Tech employment in the U.S. has reached about 11.5 million workers, adding about 200,000 jobs annually, according to ComTIA's Cybserstates 2018 report. "Technology occupations" are driving job growth and jobs in software accounted for one-third of jobs from 2010 to 2017.
California accounts for almost one-fourth of the "national tech sector payroll" and nearly 20% of tech workers, according to the report. Technology wages in California far exceed the national average for tech salaries, $112,900, with an average annual wage of almost $170,000. And because the state accounts for such a large amount of tech sector employment, it significantly increases the national average of technology wages.

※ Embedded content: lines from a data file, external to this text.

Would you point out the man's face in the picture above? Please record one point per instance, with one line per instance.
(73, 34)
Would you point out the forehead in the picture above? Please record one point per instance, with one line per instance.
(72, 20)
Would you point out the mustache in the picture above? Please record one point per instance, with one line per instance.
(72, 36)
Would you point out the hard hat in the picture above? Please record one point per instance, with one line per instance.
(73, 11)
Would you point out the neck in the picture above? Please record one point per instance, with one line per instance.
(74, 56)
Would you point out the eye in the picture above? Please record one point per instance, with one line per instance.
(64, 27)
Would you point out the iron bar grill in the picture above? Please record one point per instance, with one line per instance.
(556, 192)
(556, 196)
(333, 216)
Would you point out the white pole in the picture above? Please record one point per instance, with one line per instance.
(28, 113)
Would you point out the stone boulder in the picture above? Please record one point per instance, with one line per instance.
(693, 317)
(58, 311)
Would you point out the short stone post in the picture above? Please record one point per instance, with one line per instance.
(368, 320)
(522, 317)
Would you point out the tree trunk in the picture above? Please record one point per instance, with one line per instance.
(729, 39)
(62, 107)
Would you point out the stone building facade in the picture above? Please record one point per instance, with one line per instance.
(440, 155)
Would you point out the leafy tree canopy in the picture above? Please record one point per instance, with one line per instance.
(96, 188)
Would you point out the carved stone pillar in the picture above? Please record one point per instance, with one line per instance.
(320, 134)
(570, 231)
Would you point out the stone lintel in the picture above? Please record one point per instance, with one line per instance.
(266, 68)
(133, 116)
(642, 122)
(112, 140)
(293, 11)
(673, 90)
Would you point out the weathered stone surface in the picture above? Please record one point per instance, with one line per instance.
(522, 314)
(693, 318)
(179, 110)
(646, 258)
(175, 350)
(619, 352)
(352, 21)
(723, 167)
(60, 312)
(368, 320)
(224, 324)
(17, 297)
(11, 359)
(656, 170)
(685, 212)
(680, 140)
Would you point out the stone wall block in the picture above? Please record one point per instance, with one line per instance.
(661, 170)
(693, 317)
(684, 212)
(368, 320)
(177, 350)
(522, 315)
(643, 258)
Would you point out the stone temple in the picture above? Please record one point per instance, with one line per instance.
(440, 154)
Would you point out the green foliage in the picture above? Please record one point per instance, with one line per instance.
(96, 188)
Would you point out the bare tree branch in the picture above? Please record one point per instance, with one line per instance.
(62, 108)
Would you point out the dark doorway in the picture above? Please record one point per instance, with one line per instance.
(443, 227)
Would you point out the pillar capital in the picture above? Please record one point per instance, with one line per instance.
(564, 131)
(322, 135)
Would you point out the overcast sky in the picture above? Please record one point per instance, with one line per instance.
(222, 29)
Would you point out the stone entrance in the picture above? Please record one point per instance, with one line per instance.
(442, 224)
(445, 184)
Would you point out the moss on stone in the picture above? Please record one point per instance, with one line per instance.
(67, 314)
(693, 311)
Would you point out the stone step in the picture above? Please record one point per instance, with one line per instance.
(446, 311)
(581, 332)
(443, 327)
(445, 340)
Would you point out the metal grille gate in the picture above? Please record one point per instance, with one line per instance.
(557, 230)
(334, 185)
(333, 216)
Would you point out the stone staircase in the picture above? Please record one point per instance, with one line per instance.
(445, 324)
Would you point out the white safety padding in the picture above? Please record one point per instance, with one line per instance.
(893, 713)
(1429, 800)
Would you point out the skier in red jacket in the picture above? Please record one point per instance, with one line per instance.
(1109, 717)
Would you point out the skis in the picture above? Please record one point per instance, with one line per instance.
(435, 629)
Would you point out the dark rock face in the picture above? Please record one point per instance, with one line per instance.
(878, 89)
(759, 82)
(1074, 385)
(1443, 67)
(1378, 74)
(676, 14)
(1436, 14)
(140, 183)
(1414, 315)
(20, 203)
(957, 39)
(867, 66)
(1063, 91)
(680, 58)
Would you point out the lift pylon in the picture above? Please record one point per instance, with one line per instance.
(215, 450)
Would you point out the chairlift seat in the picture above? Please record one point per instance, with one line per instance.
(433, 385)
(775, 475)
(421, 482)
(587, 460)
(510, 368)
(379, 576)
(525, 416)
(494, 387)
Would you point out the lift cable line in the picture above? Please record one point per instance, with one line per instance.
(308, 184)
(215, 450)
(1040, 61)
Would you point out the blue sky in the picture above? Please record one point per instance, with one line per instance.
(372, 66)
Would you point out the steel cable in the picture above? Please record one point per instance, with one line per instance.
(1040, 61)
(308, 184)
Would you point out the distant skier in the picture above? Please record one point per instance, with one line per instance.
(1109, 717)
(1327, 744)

California, Texas and New York have the highest tech-related employment. Of the Big Apple's 639,500 tech jobs, 82,400 serve as software and web developers, according to the report.

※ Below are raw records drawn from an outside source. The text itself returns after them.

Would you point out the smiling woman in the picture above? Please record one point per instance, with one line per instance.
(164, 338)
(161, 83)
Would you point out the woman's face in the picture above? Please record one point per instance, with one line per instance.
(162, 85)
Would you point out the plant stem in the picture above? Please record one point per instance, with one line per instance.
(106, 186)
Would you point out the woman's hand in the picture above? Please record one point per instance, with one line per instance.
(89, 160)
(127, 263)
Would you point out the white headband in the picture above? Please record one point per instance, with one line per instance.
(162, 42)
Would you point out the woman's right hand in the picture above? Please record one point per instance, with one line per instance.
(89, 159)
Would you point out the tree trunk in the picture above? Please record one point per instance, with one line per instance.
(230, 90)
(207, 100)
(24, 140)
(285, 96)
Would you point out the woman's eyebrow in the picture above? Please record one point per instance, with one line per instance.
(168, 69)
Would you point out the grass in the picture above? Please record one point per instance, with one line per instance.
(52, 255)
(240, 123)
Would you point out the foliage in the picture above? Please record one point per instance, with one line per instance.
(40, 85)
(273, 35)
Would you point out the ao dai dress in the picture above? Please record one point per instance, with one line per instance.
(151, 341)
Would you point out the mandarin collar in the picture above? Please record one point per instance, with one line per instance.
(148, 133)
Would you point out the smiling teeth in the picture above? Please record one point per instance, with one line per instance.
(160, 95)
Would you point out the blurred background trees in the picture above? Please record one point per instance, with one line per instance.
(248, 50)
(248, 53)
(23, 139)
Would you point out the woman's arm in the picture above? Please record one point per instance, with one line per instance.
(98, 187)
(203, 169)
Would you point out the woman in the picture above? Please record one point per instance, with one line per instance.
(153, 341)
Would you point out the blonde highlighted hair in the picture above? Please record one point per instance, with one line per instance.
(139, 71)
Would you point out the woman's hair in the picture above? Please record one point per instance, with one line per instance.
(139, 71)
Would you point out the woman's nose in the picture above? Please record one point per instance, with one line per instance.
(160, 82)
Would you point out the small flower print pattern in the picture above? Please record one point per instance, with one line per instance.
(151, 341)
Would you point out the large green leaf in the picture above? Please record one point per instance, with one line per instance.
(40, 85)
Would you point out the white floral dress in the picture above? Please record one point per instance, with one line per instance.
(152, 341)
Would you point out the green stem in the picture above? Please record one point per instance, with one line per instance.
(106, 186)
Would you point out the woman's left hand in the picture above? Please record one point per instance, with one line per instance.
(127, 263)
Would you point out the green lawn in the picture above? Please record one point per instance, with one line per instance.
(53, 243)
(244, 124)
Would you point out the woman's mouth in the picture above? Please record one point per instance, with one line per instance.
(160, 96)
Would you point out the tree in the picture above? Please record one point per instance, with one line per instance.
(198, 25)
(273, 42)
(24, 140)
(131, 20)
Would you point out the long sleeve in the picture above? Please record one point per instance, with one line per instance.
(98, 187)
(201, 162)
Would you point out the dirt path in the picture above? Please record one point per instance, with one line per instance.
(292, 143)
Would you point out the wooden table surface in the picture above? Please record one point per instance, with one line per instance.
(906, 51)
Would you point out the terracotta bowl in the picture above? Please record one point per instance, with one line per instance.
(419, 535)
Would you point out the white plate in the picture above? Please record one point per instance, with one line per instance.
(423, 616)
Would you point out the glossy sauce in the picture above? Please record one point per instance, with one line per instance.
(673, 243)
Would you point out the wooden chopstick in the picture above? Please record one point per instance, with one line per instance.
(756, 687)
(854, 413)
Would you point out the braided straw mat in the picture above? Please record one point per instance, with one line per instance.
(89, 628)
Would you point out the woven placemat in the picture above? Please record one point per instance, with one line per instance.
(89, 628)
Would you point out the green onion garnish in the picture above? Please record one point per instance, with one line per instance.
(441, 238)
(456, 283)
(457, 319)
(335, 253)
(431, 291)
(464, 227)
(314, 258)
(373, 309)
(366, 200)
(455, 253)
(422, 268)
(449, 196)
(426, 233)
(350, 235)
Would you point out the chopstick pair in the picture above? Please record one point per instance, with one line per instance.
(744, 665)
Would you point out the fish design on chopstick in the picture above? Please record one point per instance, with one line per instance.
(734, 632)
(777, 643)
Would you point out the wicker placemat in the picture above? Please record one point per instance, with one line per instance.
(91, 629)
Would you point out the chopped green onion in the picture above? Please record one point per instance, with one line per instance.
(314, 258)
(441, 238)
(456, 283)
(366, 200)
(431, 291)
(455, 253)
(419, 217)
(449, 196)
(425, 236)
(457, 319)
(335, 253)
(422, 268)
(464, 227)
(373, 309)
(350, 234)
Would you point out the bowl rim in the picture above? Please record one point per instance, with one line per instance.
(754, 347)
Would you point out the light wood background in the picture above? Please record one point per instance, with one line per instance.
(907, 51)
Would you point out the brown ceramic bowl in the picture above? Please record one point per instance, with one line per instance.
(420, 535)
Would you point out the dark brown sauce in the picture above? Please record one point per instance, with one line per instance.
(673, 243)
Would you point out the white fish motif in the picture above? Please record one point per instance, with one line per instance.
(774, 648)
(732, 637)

Though Silicon Valley is the mothership of tech innovation and talent, tech jobs continue to span across the U.S. The cost of living on the golden coast is swaying potential hires elsewhere, leading some workers to migrate to other tech havens, such as Seattle, Austin, TX, and Washington D.C.

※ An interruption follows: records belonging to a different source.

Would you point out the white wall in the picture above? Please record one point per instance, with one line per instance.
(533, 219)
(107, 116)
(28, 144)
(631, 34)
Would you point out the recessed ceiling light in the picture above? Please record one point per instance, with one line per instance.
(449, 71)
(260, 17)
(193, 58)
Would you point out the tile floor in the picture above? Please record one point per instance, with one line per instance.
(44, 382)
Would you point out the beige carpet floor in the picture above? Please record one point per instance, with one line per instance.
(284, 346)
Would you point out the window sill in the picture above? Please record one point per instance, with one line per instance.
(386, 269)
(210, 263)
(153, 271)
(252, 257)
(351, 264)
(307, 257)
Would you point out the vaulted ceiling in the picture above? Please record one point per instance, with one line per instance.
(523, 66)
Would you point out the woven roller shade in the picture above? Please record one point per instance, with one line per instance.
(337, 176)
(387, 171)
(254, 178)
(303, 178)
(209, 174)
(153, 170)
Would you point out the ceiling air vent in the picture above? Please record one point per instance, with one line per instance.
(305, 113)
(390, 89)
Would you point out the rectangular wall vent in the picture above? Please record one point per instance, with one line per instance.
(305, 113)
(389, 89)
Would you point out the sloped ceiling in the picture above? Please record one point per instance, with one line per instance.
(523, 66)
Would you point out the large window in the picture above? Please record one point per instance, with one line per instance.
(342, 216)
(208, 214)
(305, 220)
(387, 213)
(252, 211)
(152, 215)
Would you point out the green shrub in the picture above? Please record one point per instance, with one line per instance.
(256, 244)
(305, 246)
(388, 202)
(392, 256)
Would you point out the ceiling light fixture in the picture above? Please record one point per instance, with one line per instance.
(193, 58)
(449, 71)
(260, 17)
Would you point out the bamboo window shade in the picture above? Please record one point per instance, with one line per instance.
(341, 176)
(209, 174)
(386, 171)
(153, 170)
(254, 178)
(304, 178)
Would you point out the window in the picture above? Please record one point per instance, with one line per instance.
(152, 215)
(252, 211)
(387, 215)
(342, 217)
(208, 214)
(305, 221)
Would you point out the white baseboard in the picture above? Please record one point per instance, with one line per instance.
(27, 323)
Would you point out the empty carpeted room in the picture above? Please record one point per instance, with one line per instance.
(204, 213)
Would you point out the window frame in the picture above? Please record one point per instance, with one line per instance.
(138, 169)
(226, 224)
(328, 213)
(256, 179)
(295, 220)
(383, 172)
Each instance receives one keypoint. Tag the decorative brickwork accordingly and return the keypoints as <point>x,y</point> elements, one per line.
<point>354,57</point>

When adjusted for the cost of living in the Bay Area, cities like Austin followed by Seattle outpace salaries in Silicon Valley. The cost is driving away 41% of tech workers who feel they are under-compensated compared to the cost of living.
But there will always be a need for tech talent, especially in software development. Already the development field has a low turnover rate and when the average salary is $111,640, it's not hard to understand why.
Still, despite tech professionals continuing to enter the workforce, there are deterrents that could hinder the hiring process. Applicants want a "clearly defined" job description coupled with an employer's willingness to listen.